Refund Handling and Support Bot

  • The original reporter shared a support response saying refunds could not be issued for “technical errors” causing incorrect billing, which many interpreted as official policy.
  • It later emerged that this text was likely generated by Anthropic’s support LLM and pasted into GitHub, causing confusion about whether it was a real, standing policy.
  • After backlash on Reddit, X, and HN, Anthropic staff publicly committed to refunds and credits for all affected.

Legal and Ethical Concerns

  • Many argue that refusing to correct overbilling due to a known bug is illegal or fraudulent in many jurisdictions.
  • Discussion covers small‑claims court, chargebacks, regulatory complaints, and the practical difficulty of enforcing judgments against large companies.
  • Some note that an AI committing to investigate or refund could create legal reliance (e.g., promissory estoppel), raising novel liability questions.

Customer Service and AI-Driven Support

  • Numerous anecdotes describe double charges, random invoices, lost credits, subscription glitches, and suspended accounts, often met only with circular or dead‑end AI support flows and no human escalation.
  • Several participants generalize this to a broader trend: large tech firms using bots and opaque processes to discourage complaints and retain disputed funds.

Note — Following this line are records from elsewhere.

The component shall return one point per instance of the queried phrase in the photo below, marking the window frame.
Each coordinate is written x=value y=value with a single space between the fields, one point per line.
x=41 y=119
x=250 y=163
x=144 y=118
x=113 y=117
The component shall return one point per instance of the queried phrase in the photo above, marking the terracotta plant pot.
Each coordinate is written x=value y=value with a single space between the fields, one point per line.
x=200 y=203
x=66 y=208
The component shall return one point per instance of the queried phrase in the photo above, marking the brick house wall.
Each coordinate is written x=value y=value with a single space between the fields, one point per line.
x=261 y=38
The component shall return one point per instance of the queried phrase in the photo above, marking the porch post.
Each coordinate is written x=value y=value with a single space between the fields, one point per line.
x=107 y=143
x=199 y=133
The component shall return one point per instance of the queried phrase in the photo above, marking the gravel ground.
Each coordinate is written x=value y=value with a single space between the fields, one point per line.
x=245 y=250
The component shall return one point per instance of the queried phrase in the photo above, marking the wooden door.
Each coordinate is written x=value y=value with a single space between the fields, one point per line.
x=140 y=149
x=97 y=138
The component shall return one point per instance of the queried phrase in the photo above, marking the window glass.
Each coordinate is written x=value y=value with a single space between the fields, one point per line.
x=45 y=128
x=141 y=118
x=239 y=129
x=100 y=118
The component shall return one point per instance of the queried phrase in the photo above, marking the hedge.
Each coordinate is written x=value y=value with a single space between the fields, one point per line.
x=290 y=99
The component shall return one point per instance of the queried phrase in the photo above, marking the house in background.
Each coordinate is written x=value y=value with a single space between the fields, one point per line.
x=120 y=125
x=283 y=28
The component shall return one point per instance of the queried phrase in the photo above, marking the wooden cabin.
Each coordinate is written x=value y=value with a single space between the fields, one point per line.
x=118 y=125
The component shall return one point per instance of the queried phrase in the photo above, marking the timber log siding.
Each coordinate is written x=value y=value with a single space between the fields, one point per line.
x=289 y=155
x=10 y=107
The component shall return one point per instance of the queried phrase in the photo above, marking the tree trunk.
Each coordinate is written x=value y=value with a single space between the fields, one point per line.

Reputation, Trust, and Competition

  • Many say Anthropic is rapidly burning goodwill: repeated outages, perceived model degradation, surprise billing, and weak support outweigh model quality.
  • Comparisons are made to Google, Meta, PayPal, and others with poor support but dominant positions; some doubt Anthropic has the same moat.
  • Users discuss moving to competitors (OpenAI Codex, Chinese models, cloud‑hosted open‑weights) or to local LLMs, and using virtual/prepaid cards to cap financial exposure.